Bizarrement, pour cette fois, le lieu de livraison a changé à en croire le fameux bon de commande. A la chambre de commerce, d’industrie et d’artisanat (Ccia) de Ngazidja, on nous a confié que Magasin Elec a été enregistré au nom d’Abdou Ali  avec son numéro de téléphone. Autre mystère qui parsème ce dossier, une source au sein de la trésorerie de Ngazidja a assuré que Magasin Elec ne figurait pas dans leur base de données. Après avoir appelé le numéro que la Ccia nous a livré, il s’avère que le propriétaire du numéro est le patron d’une  société dénommée... “Service Inter Elec”. 

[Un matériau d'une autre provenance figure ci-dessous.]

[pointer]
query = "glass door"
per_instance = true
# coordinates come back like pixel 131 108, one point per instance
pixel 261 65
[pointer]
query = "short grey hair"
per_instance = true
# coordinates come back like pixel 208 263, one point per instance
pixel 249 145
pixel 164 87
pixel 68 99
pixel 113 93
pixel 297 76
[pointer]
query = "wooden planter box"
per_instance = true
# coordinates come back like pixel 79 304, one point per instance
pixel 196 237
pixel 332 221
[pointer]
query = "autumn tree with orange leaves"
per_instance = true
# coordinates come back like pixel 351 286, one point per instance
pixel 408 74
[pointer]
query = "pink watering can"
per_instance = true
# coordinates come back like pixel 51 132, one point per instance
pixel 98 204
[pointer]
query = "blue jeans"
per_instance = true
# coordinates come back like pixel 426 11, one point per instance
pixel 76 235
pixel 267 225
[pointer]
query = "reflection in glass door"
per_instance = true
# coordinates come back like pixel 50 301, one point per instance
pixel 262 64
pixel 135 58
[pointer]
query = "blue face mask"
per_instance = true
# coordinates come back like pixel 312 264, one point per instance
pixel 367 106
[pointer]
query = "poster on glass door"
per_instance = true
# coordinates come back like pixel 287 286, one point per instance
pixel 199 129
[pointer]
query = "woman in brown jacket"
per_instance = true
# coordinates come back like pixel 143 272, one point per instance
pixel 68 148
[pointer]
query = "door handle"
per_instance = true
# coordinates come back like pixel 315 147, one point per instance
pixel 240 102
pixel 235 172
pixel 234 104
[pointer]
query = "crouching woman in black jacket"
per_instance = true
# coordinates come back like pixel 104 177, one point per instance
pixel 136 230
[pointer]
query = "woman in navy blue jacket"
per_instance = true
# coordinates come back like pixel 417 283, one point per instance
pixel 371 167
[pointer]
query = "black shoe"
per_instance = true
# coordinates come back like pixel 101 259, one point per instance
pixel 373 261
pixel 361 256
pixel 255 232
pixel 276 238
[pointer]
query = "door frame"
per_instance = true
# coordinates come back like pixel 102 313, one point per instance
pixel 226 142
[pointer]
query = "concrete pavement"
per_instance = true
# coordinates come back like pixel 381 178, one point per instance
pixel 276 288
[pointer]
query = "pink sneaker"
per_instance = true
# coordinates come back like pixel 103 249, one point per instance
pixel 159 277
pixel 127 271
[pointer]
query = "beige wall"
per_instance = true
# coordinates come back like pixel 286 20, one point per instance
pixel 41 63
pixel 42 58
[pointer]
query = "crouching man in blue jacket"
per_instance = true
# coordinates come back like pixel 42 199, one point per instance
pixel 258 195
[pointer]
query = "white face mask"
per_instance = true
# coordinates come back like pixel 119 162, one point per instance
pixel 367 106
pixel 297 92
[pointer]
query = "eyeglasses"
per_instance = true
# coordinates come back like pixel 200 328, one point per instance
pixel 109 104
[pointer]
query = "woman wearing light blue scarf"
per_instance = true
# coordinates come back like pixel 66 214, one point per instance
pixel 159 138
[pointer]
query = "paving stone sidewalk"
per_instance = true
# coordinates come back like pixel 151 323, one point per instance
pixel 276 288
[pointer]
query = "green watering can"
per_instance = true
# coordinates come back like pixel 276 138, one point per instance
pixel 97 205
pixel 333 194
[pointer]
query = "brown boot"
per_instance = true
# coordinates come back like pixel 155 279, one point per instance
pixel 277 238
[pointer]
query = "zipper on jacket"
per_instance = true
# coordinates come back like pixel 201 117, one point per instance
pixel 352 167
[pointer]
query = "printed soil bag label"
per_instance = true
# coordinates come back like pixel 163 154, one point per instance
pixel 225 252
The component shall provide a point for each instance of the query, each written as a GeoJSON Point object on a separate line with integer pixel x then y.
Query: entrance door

Le propriétaire de cette dernière, a dit ignorer que “sa société était engagée sur l’achat des compteurs”. Il précisera même “avoir fait des recherches sur ce Magasin Elec. Ce magasin n’existe nulle part. On nous avait dit qu’il était situé à Magudju, mais après vérification, il ne s’y trouve  pas”, a tempêté le patron du Service Inter Elec. Certains opérateurs de la place, interrogés sur l’existence du Magasin Elec, disent ne pas connaitre son existence.

“C’est une société fantôme”, ont-ils laissé entendre.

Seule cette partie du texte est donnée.